I say he’s neither. Instead, I think Trump is slowly recognizing, as President Obama never seemed to, that Russia and China are waging a Cold War against us, and is beginning to respond accordingly.

This time around, China is the stronger of our two adversaries. And it signaled its determination to escalate its Cold War against the U.S. when Xi Jinping became, in effect, dictator for life.

As the New York Times puts it:

Rather than beginning a final term next month as a lame duck, Mr. Xi will govern with new authority to pursue his agenda of making China a global power even if it risks putting Beijing in conflict with Washington and triggering a new Cold War after 40 years of mutual engagement. . . .

Cui Liru, the former president of a think tank under the Ministry of State Security that often reflects Chinese government thinking, puts it this way:

In the Asia-Pacific, the dominant role of the United States in a political and military sense will have to be readjusted. It doesn’t mean U.S. interests must be sacrificed. But if the U.S. insists on a dominant role forever, that’s a problem.
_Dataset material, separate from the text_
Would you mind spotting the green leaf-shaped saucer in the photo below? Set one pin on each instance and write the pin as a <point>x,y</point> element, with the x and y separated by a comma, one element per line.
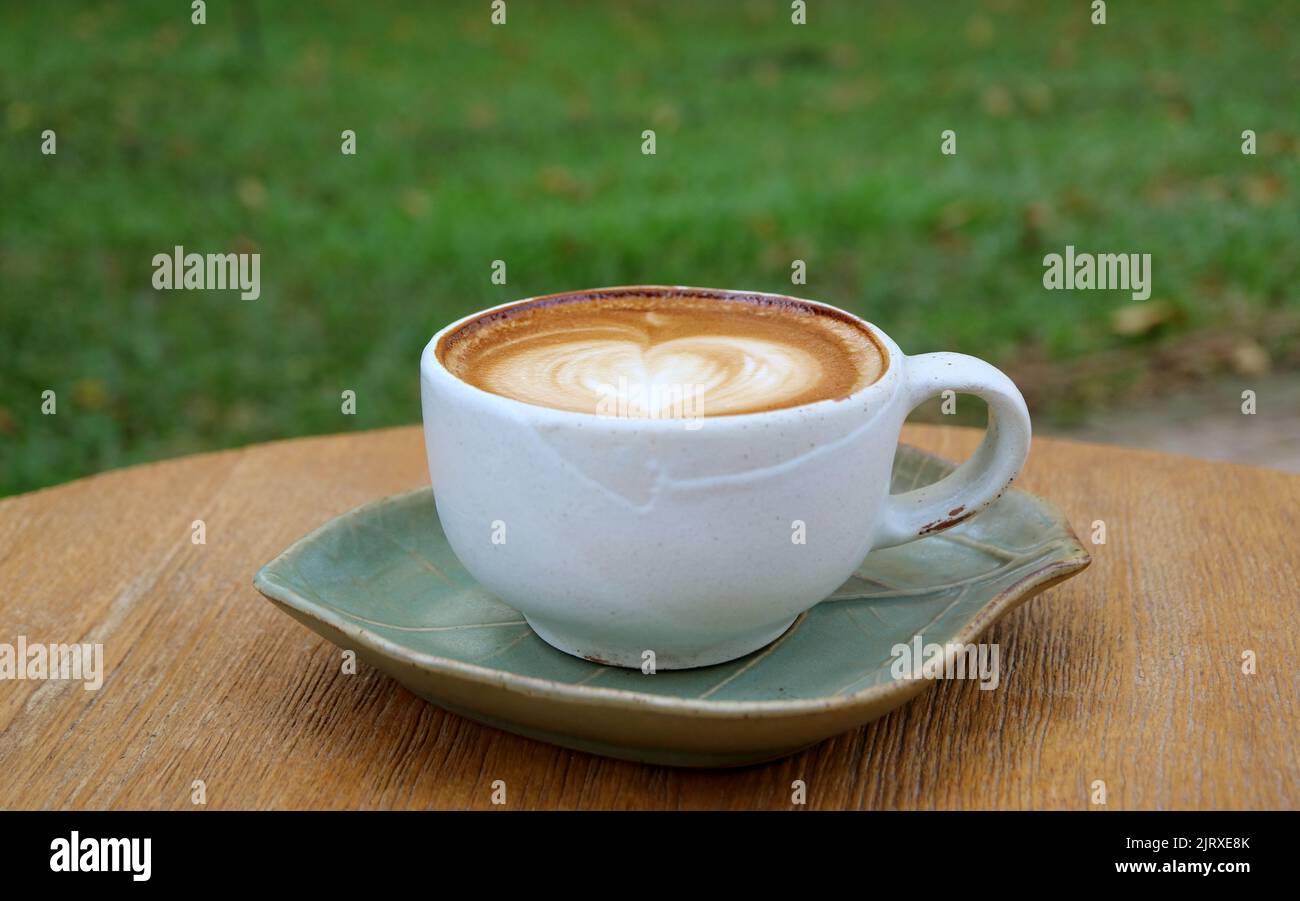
<point>382,581</point>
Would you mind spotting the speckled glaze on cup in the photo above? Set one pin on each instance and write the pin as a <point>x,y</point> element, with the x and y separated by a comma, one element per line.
<point>622,536</point>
A problem in what sense? China has thrived economically under the status quo. It has benefited from favorable trade deals with the U.S. And the U.S. certainly has not used its political and military power to engage in aggression against China or anyone else in the region.

The problem for China is that the U.S. stands in the way of Chinese aggression and visions of regional, and indeed global, domination. Hugh White, a scholar and former defense official in Australia, explains:

It is now clear Xi’s agenda to rebuild an Asian order with China at its center is here to stay. I think Xi is impatient. He wants China to be the predominant power in the Western Pacific. He wants to do it himself and for it to go down in history as his achievement. That makes him formidable.

According to the Times, Chinese leaders view the U.S. as a superpower in decline. They doubt that we have the will to compete economically or militarily with China in Asia.

Their doubt is well-founded. The Democrats don’t have the stomach to compete with China and until recently, Trump’s willingness to do so seemed to consist only of engaging in a trade war.

That’s changed, as Beinart says. But Trump is not a dictator and he won’t be president for more than the next seven years.

If China fails in its quest to dominate Asia, and indeed the globe, it probably won’t be due to sustained U.S. resistance. Rather, it will be down to inherent weaknesses in the Chinese system manifested, for example, by Xi’s ascension to dictator for life.